What is ETL?
E - Extract
Extract raw data from various sources. Data sources may include Logs, Databases, APIs, Crawlers, Local Files, Google Sheets, etc.
- Structured Data
- RDB, tabular data
- Semi-Structured Data
- JSON, XML, YAML
- Unstructured Data
- Text files, Excel sheets
T - Transform
Any processing performed on the data is considered a transformation.
- Examples: Filling nulls, dropping nulls, normalization, aggregation, etc.
L - Load
Store the processed data into the target destination, similar to the sources mentioned in Extract.
Data Pipeline
- Extract
- Data Sources: Logs, Databases, APIs, Local Files, Google Sheets, etc.
- Transform
- Data Cleaning: Clean the collected data by removing incomplete or incorrect data.

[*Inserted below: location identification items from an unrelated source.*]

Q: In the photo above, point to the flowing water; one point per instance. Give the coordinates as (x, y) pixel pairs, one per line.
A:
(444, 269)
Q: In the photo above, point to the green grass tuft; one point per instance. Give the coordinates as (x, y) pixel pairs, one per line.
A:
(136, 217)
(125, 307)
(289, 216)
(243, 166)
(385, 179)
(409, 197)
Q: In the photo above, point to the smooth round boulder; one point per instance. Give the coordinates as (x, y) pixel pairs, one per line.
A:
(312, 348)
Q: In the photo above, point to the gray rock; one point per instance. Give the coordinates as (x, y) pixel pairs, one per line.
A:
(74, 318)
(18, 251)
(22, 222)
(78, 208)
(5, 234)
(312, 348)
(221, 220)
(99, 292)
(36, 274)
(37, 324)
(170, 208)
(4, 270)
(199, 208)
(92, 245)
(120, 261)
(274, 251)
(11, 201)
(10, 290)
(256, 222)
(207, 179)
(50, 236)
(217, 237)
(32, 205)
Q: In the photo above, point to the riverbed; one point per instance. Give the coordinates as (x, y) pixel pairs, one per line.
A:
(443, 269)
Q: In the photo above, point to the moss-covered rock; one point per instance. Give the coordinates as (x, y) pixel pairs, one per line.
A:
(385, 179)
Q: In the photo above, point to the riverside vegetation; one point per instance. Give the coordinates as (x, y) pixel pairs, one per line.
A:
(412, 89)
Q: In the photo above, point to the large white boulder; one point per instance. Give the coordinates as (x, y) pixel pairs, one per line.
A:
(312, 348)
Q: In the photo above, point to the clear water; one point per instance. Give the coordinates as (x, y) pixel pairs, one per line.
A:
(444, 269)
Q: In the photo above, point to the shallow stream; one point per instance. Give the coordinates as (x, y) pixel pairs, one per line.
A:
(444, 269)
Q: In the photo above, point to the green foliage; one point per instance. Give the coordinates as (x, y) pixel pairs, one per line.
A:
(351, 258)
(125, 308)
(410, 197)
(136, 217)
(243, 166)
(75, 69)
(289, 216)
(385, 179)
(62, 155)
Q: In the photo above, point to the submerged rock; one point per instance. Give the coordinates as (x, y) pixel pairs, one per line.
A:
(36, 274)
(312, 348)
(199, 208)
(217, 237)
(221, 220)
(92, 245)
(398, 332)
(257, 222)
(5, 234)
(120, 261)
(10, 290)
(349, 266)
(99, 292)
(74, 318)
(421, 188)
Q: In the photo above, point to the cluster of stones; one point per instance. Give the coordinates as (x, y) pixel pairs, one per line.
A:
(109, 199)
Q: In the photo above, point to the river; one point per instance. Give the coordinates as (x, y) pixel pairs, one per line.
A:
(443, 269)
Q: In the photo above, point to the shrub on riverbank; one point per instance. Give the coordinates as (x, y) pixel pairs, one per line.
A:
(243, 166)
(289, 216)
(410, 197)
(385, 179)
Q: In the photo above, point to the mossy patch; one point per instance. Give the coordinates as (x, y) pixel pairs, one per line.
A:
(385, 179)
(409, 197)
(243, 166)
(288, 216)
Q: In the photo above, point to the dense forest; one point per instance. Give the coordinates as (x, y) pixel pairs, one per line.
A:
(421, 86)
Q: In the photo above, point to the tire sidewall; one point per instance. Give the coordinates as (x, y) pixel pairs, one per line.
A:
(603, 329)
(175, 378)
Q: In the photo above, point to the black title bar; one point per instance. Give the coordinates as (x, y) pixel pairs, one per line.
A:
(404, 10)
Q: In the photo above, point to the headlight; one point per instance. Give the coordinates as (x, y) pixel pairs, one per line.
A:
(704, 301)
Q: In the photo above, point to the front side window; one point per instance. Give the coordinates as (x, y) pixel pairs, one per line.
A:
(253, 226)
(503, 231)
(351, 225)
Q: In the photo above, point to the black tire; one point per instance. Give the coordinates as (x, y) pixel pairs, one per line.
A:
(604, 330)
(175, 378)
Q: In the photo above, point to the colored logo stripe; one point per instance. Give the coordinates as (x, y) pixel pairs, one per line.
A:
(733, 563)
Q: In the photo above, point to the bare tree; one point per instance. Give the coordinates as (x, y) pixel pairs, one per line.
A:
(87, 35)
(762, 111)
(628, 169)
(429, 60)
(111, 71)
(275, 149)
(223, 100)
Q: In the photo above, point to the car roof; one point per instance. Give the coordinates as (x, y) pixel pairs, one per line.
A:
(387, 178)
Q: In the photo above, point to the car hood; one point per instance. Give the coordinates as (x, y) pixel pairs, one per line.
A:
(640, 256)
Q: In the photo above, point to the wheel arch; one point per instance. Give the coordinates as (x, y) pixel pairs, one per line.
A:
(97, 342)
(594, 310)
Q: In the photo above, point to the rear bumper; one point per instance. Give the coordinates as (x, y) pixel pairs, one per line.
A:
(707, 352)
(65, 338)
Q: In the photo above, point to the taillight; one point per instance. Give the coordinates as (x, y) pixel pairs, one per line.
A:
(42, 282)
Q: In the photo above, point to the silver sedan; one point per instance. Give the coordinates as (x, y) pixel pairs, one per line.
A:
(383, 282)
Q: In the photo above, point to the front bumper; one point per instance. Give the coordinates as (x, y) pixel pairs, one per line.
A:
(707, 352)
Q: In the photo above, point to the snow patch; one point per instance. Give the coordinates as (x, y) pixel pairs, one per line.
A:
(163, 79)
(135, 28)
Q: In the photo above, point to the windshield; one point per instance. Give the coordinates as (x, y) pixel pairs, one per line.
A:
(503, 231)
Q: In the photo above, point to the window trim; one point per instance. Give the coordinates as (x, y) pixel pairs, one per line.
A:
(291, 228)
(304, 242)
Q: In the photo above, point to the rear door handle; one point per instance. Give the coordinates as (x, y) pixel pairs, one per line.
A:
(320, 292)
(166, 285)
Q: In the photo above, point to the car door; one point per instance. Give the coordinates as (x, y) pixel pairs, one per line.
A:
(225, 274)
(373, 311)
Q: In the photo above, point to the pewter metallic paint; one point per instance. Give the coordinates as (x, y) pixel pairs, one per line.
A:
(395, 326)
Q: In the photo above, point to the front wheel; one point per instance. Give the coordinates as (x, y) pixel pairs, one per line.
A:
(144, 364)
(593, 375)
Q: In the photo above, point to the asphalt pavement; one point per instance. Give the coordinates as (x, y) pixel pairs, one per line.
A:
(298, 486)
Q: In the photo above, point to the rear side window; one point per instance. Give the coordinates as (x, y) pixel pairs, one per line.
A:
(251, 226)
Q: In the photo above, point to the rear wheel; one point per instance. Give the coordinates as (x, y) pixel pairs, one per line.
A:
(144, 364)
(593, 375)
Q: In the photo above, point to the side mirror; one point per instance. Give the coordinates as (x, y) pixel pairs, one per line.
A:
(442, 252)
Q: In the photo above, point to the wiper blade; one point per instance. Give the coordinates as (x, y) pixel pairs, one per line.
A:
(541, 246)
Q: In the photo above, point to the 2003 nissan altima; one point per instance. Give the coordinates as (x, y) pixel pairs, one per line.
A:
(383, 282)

- Data Transformation: Convert cleaned data into a format suitable for analysis, often stored in relational databases.
- Load
- Data Storage: Store the transformed data in a location (e.g., a database) accessible to analysts for further analysis.
- Application
- BI Reports: Analyze the stored data to produce BI reports or visualizations.
- Decision Making: Use insights from the reports to support decision-making processes.
Tools for ETL
1. Python Libraries
- Pandas: For cleaning and transforming data.
- Database Connectors:
- pymysql (MySQL)
- pymongo (MongoDB)
- Web Scraping:
- requests, Beautiful Soup, selenium
2. ETL Orchestration Tools
- Airflow: Schedules and monitors ETL workflows.
- Prefect: Simplifies ETL pipelines and debugging.
- dbt: Focuses on transforming data with SQL.
3. Big Data Frameworks
- Spark: For large-scale data processing.
- Flink: For real-time data streaming.